I'll blog more when I'm not at work…

xxdruxx

I want everyone to look at my profile and think I’m a dumb kid who doesn’t know anything about anything.

Then I want them to read something I’ve written.

Then I want them to pass out from ill-placed assumption.

I’m confident about my skills.

xxdruxx

Good morning bloggers :)

It’s very nearly time to get up and face the day. And how I wish I didn’t have to.

I slept on the floor last night because the couch isn’t comfortable for two. And because I couldn’t not sleep in his arms.

But, how I love couches.
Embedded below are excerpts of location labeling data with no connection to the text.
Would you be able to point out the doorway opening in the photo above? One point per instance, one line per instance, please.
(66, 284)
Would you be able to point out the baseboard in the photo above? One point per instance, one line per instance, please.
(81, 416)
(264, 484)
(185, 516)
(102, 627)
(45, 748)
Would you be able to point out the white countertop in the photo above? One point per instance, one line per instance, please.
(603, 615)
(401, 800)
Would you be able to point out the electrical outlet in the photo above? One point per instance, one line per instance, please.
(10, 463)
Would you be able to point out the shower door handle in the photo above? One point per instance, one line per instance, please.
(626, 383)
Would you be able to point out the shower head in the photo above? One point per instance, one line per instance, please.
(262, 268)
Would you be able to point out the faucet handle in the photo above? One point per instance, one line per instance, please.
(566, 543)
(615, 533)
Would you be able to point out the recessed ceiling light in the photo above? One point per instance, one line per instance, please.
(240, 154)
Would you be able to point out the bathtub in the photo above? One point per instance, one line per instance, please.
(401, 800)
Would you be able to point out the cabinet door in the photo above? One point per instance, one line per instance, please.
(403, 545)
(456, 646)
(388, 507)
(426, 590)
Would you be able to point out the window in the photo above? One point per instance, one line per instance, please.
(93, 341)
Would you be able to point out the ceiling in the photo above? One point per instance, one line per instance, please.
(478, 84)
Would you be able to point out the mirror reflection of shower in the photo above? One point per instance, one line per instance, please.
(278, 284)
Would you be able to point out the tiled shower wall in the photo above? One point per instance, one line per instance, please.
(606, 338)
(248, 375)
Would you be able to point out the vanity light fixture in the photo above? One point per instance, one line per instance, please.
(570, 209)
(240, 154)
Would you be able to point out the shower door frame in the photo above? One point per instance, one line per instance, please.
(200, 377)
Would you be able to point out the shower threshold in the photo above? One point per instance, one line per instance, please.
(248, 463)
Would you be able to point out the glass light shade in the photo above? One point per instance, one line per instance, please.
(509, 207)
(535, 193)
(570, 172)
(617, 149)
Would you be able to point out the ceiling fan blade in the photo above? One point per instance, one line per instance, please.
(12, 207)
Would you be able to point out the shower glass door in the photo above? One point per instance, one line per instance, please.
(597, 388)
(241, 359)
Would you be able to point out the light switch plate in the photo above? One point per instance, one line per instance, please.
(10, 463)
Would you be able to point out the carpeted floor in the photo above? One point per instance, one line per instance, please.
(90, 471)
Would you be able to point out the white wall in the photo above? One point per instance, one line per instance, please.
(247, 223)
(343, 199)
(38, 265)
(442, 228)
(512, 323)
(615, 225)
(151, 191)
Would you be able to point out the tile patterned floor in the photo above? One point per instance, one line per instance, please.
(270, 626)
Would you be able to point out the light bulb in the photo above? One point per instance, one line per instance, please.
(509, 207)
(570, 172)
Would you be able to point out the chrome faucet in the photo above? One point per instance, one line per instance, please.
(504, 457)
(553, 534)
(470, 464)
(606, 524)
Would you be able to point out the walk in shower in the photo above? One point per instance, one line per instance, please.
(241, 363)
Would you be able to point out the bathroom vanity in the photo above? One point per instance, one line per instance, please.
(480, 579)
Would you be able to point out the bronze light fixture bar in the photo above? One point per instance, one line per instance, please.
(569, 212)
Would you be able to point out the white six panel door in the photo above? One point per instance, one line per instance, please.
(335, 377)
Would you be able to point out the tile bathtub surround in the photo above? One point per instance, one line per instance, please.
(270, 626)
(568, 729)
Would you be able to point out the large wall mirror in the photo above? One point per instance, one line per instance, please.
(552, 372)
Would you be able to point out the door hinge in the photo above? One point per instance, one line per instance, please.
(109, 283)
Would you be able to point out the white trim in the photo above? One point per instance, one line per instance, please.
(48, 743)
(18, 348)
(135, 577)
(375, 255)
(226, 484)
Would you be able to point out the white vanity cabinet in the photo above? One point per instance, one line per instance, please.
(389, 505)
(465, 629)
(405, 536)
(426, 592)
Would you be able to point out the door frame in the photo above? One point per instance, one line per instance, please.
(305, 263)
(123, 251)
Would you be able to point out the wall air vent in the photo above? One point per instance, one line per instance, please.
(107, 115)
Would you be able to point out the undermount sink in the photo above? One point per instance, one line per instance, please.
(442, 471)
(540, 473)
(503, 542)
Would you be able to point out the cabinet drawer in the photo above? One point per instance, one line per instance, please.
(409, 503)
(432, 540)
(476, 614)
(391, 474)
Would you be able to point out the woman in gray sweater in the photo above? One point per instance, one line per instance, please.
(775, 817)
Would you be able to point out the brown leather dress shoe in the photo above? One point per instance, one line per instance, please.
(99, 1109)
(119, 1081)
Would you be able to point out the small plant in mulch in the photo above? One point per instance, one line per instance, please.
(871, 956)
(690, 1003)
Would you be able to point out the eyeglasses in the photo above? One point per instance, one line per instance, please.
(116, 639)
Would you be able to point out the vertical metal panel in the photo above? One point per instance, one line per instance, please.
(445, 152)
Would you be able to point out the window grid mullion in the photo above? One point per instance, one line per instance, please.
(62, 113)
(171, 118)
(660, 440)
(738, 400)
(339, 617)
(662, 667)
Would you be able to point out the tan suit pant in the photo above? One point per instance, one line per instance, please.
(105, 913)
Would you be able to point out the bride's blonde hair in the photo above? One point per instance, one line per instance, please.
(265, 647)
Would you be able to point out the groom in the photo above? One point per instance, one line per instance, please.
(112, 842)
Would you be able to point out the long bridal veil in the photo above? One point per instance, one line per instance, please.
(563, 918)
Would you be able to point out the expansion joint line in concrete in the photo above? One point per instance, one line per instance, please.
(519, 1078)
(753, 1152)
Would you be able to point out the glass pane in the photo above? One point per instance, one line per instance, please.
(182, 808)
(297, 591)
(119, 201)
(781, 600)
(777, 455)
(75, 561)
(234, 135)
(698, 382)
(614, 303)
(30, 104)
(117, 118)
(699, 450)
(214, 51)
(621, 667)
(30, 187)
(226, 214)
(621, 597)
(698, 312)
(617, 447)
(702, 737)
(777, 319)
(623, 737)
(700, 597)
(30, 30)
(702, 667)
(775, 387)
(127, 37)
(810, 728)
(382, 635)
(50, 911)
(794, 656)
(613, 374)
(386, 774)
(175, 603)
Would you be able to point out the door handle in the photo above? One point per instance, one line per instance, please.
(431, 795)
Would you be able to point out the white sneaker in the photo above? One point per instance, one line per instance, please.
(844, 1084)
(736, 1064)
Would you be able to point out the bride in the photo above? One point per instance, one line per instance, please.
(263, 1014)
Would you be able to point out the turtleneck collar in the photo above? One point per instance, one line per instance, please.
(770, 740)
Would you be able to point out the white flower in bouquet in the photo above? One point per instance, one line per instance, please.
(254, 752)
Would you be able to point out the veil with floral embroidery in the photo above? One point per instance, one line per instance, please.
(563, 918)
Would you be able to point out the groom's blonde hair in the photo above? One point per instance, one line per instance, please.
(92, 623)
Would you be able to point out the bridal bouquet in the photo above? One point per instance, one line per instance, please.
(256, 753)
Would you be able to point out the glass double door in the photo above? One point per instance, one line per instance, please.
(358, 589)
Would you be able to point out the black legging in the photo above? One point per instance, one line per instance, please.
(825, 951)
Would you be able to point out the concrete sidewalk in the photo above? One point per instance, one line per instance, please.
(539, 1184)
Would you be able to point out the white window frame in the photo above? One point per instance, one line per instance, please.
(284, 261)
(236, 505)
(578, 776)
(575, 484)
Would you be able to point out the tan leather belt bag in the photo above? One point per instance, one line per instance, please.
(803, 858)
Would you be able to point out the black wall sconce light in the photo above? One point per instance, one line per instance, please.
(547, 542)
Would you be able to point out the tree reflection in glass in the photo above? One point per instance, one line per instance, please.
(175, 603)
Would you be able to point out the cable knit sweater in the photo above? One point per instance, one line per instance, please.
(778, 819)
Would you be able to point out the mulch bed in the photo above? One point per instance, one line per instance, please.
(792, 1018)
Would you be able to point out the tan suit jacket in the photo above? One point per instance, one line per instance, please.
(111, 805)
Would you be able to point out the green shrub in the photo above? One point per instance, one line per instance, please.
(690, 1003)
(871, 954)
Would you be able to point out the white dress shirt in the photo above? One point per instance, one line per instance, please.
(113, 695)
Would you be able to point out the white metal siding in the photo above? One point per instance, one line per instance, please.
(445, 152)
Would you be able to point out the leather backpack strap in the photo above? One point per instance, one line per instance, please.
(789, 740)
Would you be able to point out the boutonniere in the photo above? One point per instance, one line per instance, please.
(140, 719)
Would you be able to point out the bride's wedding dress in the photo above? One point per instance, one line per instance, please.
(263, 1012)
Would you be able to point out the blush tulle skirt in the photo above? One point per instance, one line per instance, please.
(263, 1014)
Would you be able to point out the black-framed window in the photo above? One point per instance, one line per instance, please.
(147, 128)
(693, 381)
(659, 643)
Everything was perfect – we decided to watch Van Helsing – which, btw, is the highest budget B-movie I’ve ever seen in my life – and we were curled up together on the couch being happy.

Then something shifted and I started playin the games I used to play with dan. The mind games where, for some reason, I get this huge, huge pleasure out of hurting him mentally. And I just kept pushing until we both ended up hurting lotses. I sometimes wish Dan could share some of the secrets of survival with the people I’m with. Then I realize how insensitive that would be and how he would never ever do that because he still wants me to come home.

Guppie pointed out that, theoretically I could call Dan at nearly any point and beg and be with him until the day I died. I don’t know if that would work, in practice, but it certainly makes Gup nervous. :/

It just makes me sad. I don’t want him to hurt for me anymore. I want us to be happy friends and hang out and be wonderful together. But – as Dan has rightly pointed out in the past – we’ll never be just friends. There’s just too much past and too much love for that.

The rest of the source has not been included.